HSL has restarted operations in June with its current pace at 30 to 40 per cent of pre-MCO operating capacity.
KUCHING: Hock Seng Lee Bhd’s (HSL) net profit for its first quarter of financial year 2020 (1QFY20) came in significantly below expectations, at only 13 per cent of full-year consensus estimates.
The main culprit was the two-week impact from the movement control order (MCO) which turned out to be much more damaging than expectations, said AmInvestment Bank Bhd (AmInvestment Bank) yesterday.
“We have reflected this in our earnings downgrade,” it said in a report. “Its 1QFY20 net profit plunged 46 per cent year on year (y-o-y) as the MCO hurt both construction activities (work suspension coupled with disruption to material supply chain) and property sales.”
It saw that HSL’s construction earnings before interest and tax margin contracted by 3.2 percentage points to 5.8 per cent as the unit continued to incur certain overheads despite construction activities coming to a complete halt.
“Presently, its outstanding construction order book stands at RM2.2 billion,” AmInvestment Bank continued. “Our forecasts assume job wins to normalise to RM400 million annually in FY20 to FY22F, after a bumper year in FY19 with job wins of about RM700 million. So far in FY20F, HSL has yet to secure any major new jobs.”
This led the research house to remain cautious on the outlook for the construction sector as the federal government has very limited room for fiscal manoeuvre given the still elevated national debt and reduced petroleum revenues.
“In Sarawak, while the state could step in to fill the gap with the RM11 billion state reserves fuelled infrastructure projects comprising the Coastal Road, Second Trunk Road and 11 mega bridges (ahead of the state election which must be held by September 2021), the rollout of work packages from these highly publicised projects seems to have hit a snag after the initial hype,” AmInvestment Bank opined.
“For HSL, the uncertain sector outlook is partially mitigated by its competitiveness due to its niche strength in marine works/land reclamation.”

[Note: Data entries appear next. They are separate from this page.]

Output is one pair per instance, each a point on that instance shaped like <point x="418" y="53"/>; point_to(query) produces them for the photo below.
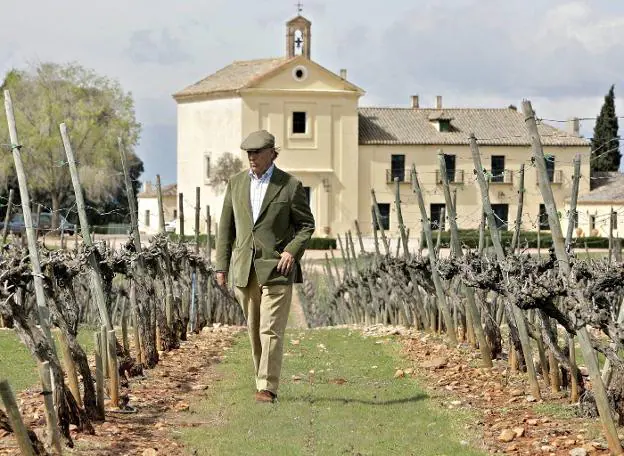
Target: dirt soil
<point x="508" y="418"/>
<point x="182" y="376"/>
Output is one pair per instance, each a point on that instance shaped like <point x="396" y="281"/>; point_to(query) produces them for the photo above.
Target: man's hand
<point x="221" y="279"/>
<point x="287" y="261"/>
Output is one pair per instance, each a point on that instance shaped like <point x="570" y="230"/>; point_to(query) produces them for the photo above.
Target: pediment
<point x="303" y="74"/>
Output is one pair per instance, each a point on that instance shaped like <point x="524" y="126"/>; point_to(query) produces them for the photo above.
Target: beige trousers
<point x="266" y="310"/>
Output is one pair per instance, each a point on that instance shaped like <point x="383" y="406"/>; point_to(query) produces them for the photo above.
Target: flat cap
<point x="257" y="140"/>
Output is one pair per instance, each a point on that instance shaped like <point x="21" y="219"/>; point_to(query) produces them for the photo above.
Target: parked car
<point x="17" y="225"/>
<point x="171" y="226"/>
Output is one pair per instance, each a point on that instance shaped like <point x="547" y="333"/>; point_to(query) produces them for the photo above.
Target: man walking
<point x="265" y="225"/>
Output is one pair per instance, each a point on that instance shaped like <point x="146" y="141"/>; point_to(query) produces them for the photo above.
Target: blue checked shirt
<point x="257" y="190"/>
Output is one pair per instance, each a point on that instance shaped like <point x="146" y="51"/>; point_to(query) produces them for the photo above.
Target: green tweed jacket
<point x="285" y="224"/>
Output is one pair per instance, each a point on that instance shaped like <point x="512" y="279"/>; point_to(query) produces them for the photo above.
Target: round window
<point x="300" y="73"/>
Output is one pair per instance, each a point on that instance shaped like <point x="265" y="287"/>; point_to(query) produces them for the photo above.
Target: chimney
<point x="574" y="126"/>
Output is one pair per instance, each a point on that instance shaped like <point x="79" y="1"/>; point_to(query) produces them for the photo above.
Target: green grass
<point x="371" y="414"/>
<point x="19" y="367"/>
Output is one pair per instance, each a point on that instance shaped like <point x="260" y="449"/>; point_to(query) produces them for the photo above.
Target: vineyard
<point x="532" y="311"/>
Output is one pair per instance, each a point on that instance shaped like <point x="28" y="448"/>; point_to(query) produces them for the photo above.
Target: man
<point x="265" y="225"/>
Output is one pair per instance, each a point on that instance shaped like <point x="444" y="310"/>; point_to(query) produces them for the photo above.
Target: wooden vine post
<point x="181" y="215"/>
<point x="168" y="281"/>
<point x="359" y="234"/>
<point x="572" y="219"/>
<point x="384" y="240"/>
<point x="589" y="355"/>
<point x="99" y="373"/>
<point x="42" y="309"/>
<point x="437" y="281"/>
<point x="397" y="201"/>
<point x="486" y="353"/>
<point x="54" y="435"/>
<point x="113" y="369"/>
<point x="515" y="240"/>
<point x="7" y="217"/>
<point x="500" y="255"/>
<point x="97" y="285"/>
<point x="19" y="429"/>
<point x="375" y="228"/>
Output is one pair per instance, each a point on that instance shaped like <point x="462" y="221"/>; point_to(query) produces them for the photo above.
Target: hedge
<point x="175" y="237"/>
<point x="321" y="244"/>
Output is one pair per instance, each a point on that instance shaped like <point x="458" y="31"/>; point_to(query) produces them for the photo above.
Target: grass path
<point x="338" y="397"/>
<point x="19" y="367"/>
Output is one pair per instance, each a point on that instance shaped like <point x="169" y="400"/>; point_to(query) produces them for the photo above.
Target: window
<point x="501" y="215"/>
<point x="543" y="218"/>
<point x="498" y="168"/>
<point x="437" y="220"/>
<point x="384" y="211"/>
<point x="397" y="164"/>
<point x="299" y="122"/>
<point x="449" y="161"/>
<point x="550" y="167"/>
<point x="207" y="166"/>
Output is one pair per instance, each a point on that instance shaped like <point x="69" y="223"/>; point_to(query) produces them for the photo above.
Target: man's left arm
<point x="303" y="221"/>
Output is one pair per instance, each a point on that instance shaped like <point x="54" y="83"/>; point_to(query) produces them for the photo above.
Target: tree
<point x="96" y="110"/>
<point x="227" y="165"/>
<point x="605" y="143"/>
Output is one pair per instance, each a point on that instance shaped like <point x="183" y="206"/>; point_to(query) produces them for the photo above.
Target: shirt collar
<point x="266" y="176"/>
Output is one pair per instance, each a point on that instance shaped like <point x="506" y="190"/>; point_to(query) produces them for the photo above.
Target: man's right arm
<point x="227" y="234"/>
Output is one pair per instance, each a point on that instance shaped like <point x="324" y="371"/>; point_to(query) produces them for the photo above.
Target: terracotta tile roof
<point x="233" y="77"/>
<point x="609" y="189"/>
<point x="150" y="190"/>
<point x="491" y="127"/>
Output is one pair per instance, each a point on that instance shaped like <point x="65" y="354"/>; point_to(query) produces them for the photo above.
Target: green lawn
<point x="17" y="364"/>
<point x="372" y="413"/>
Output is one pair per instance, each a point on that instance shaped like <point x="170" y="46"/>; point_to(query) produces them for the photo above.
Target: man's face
<point x="260" y="160"/>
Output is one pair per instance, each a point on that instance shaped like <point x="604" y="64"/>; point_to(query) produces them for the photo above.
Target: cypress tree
<point x="605" y="143"/>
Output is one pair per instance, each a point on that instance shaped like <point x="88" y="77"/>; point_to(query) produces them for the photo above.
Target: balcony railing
<point x="455" y="176"/>
<point x="555" y="176"/>
<point x="404" y="175"/>
<point x="502" y="176"/>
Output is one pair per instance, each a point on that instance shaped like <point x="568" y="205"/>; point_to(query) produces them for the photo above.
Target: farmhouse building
<point x="340" y="150"/>
<point x="149" y="218"/>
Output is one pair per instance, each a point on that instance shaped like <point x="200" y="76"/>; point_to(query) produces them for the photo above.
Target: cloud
<point x="153" y="46"/>
<point x="559" y="50"/>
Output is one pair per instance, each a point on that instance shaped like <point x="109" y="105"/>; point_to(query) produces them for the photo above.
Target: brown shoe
<point x="265" y="396"/>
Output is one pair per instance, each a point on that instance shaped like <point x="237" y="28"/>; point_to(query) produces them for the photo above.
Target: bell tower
<point x="298" y="35"/>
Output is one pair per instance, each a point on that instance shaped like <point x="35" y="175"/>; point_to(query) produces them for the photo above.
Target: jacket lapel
<point x="246" y="187"/>
<point x="275" y="185"/>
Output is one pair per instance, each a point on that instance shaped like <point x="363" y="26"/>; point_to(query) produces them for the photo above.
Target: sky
<point x="562" y="55"/>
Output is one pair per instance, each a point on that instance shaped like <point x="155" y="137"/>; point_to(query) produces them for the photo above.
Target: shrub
<point x="321" y="244"/>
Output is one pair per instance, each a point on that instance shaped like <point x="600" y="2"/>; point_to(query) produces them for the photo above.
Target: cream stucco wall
<point x="205" y="128"/>
<point x="148" y="210"/>
<point x="600" y="213"/>
<point x="375" y="160"/>
<point x="325" y="159"/>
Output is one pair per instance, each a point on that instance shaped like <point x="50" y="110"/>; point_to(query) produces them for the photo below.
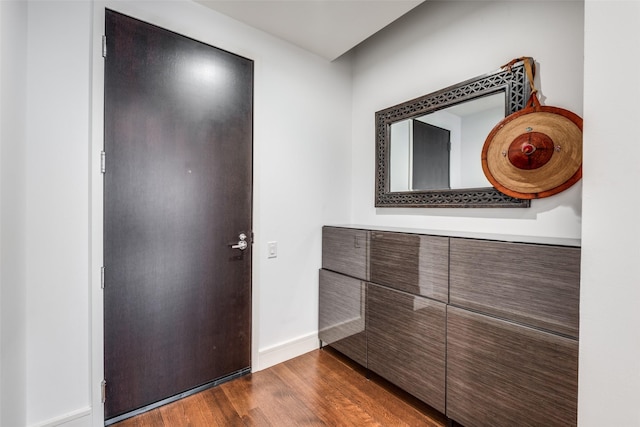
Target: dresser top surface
<point x="543" y="240"/>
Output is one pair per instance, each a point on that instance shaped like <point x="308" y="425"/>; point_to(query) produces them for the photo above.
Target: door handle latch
<point x="242" y="242"/>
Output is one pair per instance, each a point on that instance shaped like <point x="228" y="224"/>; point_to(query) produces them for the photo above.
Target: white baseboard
<point x="266" y="357"/>
<point x="282" y="352"/>
<point x="78" y="418"/>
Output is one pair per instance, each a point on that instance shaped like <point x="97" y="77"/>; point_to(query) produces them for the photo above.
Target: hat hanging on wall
<point x="535" y="152"/>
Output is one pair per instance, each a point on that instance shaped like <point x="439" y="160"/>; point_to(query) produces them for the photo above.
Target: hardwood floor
<point x="320" y="388"/>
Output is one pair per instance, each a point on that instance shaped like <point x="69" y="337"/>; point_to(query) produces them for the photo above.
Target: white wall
<point x="13" y="319"/>
<point x="57" y="208"/>
<point x="301" y="181"/>
<point x="441" y="43"/>
<point x="609" y="382"/>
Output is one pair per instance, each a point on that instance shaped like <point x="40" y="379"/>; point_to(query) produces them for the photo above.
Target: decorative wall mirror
<point x="428" y="150"/>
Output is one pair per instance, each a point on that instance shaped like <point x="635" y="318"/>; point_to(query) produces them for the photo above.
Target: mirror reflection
<point x="441" y="150"/>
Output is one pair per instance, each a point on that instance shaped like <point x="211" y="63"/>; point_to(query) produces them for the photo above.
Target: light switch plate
<point x="272" y="249"/>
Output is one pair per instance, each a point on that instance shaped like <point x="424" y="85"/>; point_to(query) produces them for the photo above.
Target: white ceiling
<point x="328" y="28"/>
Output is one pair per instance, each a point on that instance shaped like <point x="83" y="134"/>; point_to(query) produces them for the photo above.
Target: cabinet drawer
<point x="342" y="314"/>
<point x="346" y="251"/>
<point x="406" y="342"/>
<point x="413" y="263"/>
<point x="503" y="374"/>
<point x="537" y="285"/>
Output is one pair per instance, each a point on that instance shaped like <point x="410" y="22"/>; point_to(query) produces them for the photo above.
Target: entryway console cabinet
<point x="485" y="330"/>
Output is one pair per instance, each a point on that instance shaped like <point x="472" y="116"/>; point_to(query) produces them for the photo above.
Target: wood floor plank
<point x="218" y="408"/>
<point x="320" y="388"/>
<point x="322" y="399"/>
<point x="399" y="408"/>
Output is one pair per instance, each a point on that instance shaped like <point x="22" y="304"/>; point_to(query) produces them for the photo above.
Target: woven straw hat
<point x="535" y="152"/>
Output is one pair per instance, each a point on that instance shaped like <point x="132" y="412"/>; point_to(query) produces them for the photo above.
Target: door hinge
<point x="103" y="162"/>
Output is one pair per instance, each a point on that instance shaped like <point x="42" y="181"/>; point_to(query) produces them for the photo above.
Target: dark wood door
<point x="177" y="193"/>
<point x="431" y="149"/>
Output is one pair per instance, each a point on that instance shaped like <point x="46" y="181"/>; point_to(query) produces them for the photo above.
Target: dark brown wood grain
<point x="341" y="311"/>
<point x="320" y="388"/>
<point x="504" y="374"/>
<point x="538" y="285"/>
<point x="346" y="251"/>
<point x="177" y="192"/>
<point x="414" y="263"/>
<point x="406" y="342"/>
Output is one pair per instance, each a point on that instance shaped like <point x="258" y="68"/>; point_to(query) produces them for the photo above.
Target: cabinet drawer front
<point x="534" y="284"/>
<point x="346" y="251"/>
<point x="413" y="263"/>
<point x="406" y="342"/>
<point x="341" y="313"/>
<point x="503" y="374"/>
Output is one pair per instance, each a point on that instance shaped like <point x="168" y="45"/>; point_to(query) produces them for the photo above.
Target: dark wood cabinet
<point x="485" y="331"/>
<point x="346" y="251"/>
<point x="342" y="314"/>
<point x="414" y="263"/>
<point x="503" y="374"/>
<point x="406" y="342"/>
<point x="538" y="285"/>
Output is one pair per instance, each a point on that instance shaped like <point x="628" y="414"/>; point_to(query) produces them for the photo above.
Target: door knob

Meanwhile, the research team at Hong Leong Investment Bank Bhd (HLIB Research) noted that HSL has restarted operations in June with its current pace at 30 to 40 per cent of pre-MCO operating capacity.
“Management expects thinner margins going forward as a result of strict SOP compliance,” it recapped in a separate note. “Labour shortage was also highlighted as a challenge, we think potentially due to geography and Covid-19 screening bottleneck.
“Job awards (for HSL) have been dry so far as the Covid-19 pandemic and political fiasco significantly delayed contract award progress. Nonetheless, going forward, HSL’s jobs prospects remains aided by state funded projects like the Sarawak Coastal Road Network as well as Second Trunk Road Project.
“Gearing up to the state elections in 2021, we expect the rollout of such projects to accelerate where funding is covered by the state’s ample reserves. We understand the slower than anticipated project rollout pre-Covid-19 may have been due to the state’s intent on preserving existing reserves.
“However, we reckon the rapid deterioration in economic fundamentals brought upon by the pandemic would necessitate a faster rolling out of state projects as well as possible flow of new federal projects driven by potential pump priming measures.”